At SDC 2023 and SDC 2024 we presented Homa, a reliable datacenter transport-layer protocol invented by John Ousterhout at Stanford University. We were able to demonstrate that Homa and TCP can co-exist in the same network “peacefully”, and how Homa can be accelerated by something similar to what Offload Engines do for TCP. 

Today, (almost) everybody’s eyes are on datacenter infrastructure and AI clusters because of the challenging Terabit line rates and the high volume numbers of network ports. Nevertheless, there are many other applications which can also benefit from Homa: 

So-called systems-of-systems such as zone-based automotive networks, telecommunication core networks, converged IT/OT networks in industrial automation, backbones in humanoid robots, or Sensor Open Systems Architectures in aerospace & defense need a reliable transport-layer protocol which minimizes tail latency and optimizes infrastructure efficiency to deliver bandwidths of 10 Gbps, and more.

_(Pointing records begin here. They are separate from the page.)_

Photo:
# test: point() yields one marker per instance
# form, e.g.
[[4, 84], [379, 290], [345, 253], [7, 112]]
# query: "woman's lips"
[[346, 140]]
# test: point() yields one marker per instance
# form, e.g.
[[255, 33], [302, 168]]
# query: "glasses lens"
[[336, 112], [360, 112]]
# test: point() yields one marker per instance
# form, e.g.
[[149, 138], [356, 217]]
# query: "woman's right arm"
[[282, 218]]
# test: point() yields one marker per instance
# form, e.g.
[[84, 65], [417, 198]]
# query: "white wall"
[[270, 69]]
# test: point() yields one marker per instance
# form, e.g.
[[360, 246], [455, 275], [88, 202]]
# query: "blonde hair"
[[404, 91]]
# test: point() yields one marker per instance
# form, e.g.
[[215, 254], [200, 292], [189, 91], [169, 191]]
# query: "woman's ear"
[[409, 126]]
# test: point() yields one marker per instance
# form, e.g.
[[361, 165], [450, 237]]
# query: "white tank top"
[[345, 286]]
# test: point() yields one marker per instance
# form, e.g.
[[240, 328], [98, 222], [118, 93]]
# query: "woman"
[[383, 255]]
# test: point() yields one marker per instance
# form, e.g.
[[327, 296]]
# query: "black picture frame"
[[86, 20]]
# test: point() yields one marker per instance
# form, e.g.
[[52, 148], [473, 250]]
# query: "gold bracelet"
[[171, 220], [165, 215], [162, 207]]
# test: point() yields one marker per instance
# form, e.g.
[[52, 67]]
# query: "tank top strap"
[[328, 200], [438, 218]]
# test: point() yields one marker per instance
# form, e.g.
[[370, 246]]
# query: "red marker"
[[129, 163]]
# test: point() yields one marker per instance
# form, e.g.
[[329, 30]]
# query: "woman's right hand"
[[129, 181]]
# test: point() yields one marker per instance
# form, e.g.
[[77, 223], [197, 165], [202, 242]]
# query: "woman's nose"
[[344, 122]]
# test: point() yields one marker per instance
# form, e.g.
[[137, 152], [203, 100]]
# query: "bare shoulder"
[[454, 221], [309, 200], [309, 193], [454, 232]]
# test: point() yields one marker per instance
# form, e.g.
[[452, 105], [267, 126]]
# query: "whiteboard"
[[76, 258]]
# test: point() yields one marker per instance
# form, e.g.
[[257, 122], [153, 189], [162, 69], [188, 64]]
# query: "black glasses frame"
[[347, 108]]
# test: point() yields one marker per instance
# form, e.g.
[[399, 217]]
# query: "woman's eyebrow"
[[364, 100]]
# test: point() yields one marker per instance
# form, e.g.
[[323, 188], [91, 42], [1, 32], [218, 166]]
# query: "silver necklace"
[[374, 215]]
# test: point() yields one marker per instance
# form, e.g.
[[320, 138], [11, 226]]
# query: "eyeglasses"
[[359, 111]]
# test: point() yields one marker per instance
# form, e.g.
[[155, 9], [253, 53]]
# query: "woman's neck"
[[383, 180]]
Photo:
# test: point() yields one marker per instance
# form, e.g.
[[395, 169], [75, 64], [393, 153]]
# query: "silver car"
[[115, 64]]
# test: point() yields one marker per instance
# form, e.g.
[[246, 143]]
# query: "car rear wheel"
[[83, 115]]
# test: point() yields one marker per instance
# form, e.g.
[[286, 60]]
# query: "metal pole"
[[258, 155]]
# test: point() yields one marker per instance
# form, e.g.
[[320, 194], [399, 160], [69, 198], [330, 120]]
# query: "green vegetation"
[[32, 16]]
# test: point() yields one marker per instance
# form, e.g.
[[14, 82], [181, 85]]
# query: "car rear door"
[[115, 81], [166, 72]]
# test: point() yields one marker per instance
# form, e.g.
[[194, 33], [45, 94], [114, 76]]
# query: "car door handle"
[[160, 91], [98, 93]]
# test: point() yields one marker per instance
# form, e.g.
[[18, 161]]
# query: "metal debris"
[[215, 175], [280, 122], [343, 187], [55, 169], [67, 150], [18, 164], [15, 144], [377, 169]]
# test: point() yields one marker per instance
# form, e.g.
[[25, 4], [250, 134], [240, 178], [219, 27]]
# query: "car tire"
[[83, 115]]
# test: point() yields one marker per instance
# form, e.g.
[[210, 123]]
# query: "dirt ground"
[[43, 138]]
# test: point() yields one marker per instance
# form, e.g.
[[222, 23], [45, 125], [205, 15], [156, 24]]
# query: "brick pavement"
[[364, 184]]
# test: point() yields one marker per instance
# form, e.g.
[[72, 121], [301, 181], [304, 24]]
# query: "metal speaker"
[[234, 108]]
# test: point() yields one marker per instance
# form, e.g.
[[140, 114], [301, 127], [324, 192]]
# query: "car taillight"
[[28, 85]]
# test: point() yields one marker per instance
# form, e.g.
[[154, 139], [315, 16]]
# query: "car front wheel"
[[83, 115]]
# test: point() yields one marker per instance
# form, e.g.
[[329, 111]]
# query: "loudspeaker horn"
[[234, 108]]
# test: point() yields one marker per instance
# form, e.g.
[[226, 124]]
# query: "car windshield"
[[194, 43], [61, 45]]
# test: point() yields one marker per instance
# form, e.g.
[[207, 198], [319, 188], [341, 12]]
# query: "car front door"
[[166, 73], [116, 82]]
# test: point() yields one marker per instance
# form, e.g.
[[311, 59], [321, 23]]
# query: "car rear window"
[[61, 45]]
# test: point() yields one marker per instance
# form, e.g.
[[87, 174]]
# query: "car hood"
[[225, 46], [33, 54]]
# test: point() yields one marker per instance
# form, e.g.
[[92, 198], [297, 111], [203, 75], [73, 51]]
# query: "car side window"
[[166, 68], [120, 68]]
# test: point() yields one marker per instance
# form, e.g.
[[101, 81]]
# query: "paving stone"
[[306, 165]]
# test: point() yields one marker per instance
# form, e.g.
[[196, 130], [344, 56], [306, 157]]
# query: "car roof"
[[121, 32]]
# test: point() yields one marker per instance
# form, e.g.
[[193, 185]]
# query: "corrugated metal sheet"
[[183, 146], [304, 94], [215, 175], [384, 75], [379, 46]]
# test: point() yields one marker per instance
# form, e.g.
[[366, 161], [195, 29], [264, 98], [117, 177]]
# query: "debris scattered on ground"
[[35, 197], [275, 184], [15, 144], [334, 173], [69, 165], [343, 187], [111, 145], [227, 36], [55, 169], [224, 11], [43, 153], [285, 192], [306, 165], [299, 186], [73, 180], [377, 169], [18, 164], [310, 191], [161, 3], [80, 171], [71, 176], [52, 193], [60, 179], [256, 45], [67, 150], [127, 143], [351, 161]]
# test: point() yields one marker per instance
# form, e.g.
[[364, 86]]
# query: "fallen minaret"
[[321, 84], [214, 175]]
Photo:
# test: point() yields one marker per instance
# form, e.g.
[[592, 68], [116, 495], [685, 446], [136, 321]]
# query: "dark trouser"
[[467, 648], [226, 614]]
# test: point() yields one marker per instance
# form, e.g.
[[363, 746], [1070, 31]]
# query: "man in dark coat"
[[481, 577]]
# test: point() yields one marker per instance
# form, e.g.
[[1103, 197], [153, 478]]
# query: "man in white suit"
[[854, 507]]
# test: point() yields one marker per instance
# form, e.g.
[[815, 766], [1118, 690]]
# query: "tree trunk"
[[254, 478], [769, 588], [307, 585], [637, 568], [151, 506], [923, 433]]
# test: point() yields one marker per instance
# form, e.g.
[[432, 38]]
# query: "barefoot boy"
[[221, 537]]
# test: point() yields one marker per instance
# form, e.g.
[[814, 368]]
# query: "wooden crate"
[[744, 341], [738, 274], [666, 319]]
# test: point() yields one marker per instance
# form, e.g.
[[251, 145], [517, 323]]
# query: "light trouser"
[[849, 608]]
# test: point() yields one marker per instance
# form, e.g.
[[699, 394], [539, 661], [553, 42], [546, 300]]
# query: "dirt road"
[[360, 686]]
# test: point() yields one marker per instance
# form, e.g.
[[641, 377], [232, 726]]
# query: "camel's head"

Many of these systems require hard real-time behavior which - in theory - matches with Homa’s attributes of being a) message-based, b) connection-less, c) using receiver-driven congestion control, and d) run-to-completion (SRPT). Time Sensitive Networking (TSN) has become the de-facto choice using IEEE standard Ethernet. TSN comes with time-synchronization, traffic shaping, reliability and resource management and works well with higher-layer protocols such as TCP.

Hence, in our presentation this year we will share insights on how Homa can be run over TSN and, in particular, the effects of different forms of traffic shaping on Homa’s core functions. We plan to start with a refresher on Homa and then dive into architecture choices when running TSN and multiple Gbps. This is complemented by presenting “Light Rabbit” which is a cost-optimized variant of CERN's White Rabbit high-accuracy time synchronization which utilizes programmability of modern PLLs for frequency and phase synchronization to achieve nano-second accuracy. We close by presenting first experimental results of running Homa over TSN to achieve the best of both worlds.